Home>

I am a beginner who started learning laravel. I would like to ask two questions. When I was looking at eloquant, I thought, for example, if there are users table and posts table with Auth function,

The first is if I want to get user information
To UserController
$items = User :: where ('user_id', $request->user_id)->get ();(I made my own column called user_id)
return view ('userpage', ['items' =>$items]);
If i write, you will also get information such as password and email, but is there any problem if you do not display it in the view folder (userpage)?

The second question is similar, but
If I want to get the user information posted on the web page of a certain post

In the model Post.php
public function user ()
{
return $this->belongsTo ('App \ Models \ User');
}
However, even in this case, is there any problem if it is not displayed in the view folder without limiting the columns to be acquired?


Thanks for your answer and correction request.
When I asked this question, I was thinking of an application such as a simple blog that could be posted by a large number of users. In this case, I understand that there is no security problem.
As an additional question, I was curious about what the safest form is when retrieving information from a DB under strict security requirements. It is assumed that you will use the front SSR or provide the API as pointed out in the answer.

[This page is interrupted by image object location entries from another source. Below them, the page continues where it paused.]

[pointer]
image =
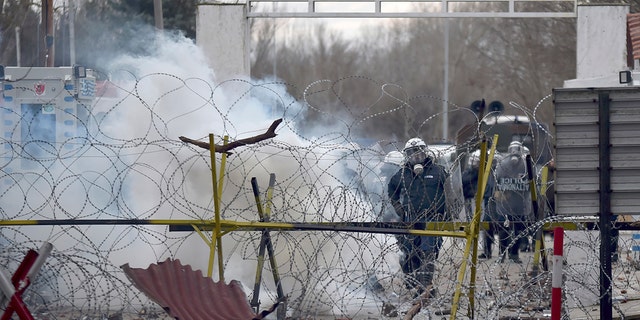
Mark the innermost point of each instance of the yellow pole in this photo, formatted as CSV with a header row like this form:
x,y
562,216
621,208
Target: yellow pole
x,y
216,238
218,196
539,243
472,235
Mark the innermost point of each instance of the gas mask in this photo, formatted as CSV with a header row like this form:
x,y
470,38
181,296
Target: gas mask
x,y
416,157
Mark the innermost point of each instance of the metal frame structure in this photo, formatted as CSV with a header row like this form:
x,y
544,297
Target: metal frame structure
x,y
405,9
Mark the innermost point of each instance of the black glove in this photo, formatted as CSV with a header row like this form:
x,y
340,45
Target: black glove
x,y
397,206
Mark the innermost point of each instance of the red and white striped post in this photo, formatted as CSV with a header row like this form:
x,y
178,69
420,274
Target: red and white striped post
x,y
556,277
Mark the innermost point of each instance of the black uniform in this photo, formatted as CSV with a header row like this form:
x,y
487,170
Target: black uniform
x,y
419,198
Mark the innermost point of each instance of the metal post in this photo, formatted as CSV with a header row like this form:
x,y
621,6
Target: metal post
x,y
605,206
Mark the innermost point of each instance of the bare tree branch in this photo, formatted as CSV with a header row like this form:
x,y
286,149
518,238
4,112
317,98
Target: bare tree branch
x,y
270,133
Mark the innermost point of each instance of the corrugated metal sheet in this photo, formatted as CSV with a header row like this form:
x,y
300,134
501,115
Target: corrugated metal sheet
x,y
633,28
577,150
187,295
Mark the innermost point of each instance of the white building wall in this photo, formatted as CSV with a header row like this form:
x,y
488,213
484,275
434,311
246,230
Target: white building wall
x,y
222,33
601,50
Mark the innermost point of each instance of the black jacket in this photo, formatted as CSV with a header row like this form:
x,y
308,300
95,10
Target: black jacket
x,y
422,197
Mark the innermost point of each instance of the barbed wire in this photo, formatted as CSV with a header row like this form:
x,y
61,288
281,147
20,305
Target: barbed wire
x,y
125,162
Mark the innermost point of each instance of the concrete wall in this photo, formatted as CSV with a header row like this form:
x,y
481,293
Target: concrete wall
x,y
601,51
222,32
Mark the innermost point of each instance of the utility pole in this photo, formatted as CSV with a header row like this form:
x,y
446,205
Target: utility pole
x,y
157,14
47,22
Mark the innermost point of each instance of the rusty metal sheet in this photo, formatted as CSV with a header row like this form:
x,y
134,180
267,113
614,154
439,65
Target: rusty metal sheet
x,y
187,295
633,27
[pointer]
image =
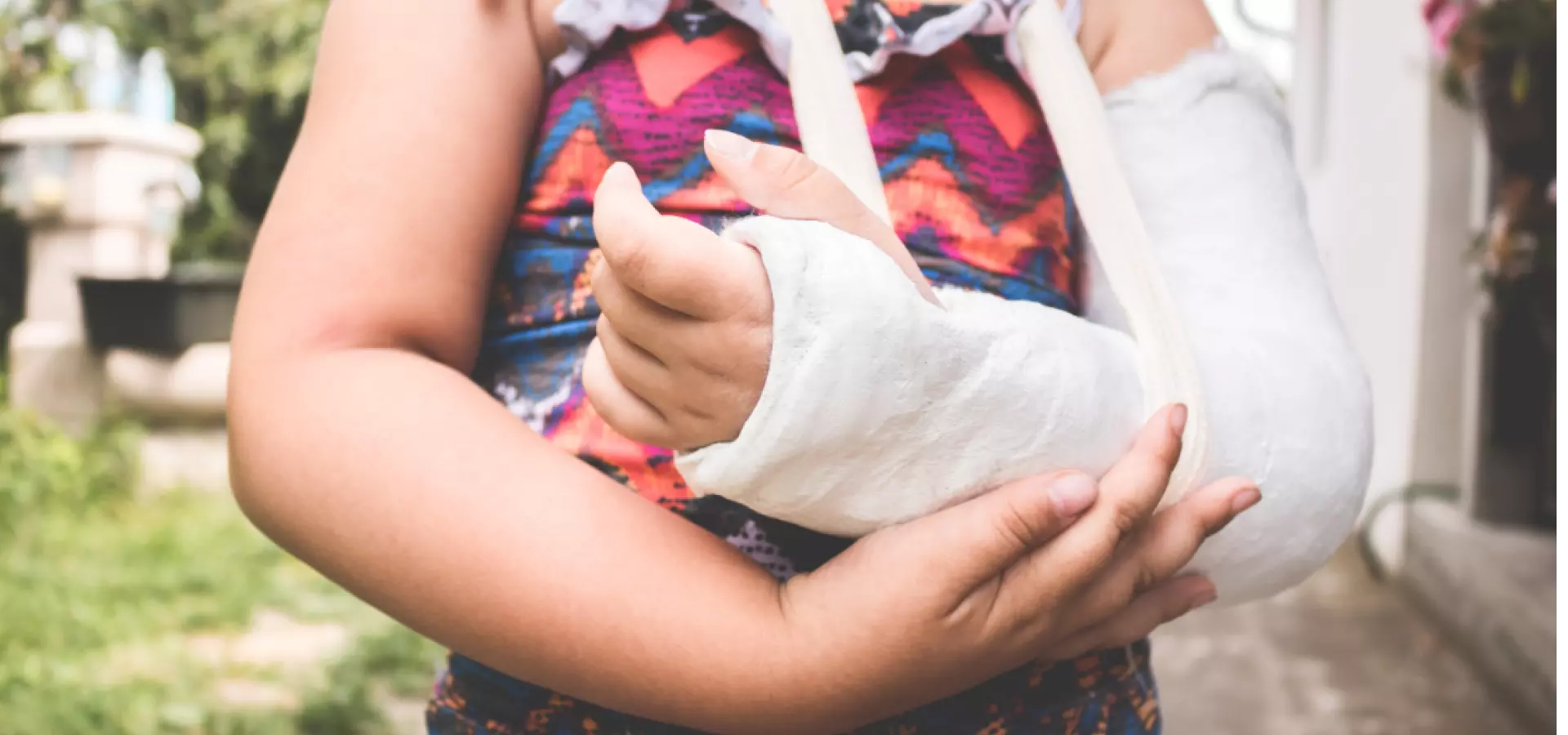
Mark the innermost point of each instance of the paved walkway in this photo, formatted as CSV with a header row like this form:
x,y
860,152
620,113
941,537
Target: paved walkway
x,y
1338,656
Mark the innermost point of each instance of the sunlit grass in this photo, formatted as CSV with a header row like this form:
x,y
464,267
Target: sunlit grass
x,y
140,617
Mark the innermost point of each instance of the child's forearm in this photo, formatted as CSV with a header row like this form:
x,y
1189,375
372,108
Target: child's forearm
x,y
412,488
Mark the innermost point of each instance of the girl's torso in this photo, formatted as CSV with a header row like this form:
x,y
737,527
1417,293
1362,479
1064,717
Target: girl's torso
x,y
976,190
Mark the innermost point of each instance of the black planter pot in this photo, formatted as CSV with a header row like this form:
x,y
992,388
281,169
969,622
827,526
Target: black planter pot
x,y
168,315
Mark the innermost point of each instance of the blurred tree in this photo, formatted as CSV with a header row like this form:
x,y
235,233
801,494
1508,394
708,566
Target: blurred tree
x,y
33,77
240,71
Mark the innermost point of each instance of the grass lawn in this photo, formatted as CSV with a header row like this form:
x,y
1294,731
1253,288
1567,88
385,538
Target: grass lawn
x,y
172,615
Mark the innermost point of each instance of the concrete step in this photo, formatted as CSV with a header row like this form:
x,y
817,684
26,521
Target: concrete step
x,y
1498,596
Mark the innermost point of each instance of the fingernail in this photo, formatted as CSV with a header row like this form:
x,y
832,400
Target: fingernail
x,y
1178,417
1073,492
1245,499
1208,596
728,145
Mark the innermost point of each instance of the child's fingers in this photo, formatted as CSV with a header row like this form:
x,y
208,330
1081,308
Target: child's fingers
x,y
635,368
1164,547
791,185
1128,496
635,317
982,537
1148,612
625,411
671,261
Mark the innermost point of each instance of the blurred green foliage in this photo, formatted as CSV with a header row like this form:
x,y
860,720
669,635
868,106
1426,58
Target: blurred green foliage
x,y
102,596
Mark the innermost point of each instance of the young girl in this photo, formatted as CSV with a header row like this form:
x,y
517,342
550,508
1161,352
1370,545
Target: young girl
x,y
402,298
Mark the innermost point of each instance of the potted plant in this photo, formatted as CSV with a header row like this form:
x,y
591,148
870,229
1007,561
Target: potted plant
x,y
194,305
1503,58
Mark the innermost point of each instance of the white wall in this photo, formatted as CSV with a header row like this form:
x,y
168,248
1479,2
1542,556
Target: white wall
x,y
1388,173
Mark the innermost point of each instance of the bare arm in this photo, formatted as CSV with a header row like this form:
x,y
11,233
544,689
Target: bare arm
x,y
359,444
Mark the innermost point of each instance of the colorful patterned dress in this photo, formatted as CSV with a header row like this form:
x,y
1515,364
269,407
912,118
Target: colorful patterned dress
x,y
976,190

I don't know about node.js (what to use when using vue.js etc.?) And API, so it will be a vague question, but I would appreciate it if you could answer.

  • Answer # 1

    Items that can never be published even when unintentionally output with json are hidden with $hidden.

      protected $hidden = [
            'password',
            'remember_token',
        ];;

    Basically, you don't have to worry about what you're doing on the server side.
    The framework is taking appropriate measures.
    However, it is a recent event that a person who is too accustomed to this causes an accident.
    When SSR at the front and front is involved, an accident occurs in which data that should not be shown can be seen.
    It may be better to get into the habit of getting only the necessary data with select () from now on.

  • Answer # 2

    User :: where ('user_id', $request->user_id)->get ()

    Post :: where ~Is it a mistake?

    Information such as password and email is also acquired, but is it okay if it is not displayed in the view folder (userpage)?

    No problem as long as you don't provide an API.

    Is there any problem if it is not displayed in the view folder without limiting the columns to be fetched?

    No problem as long as you don't provide an API.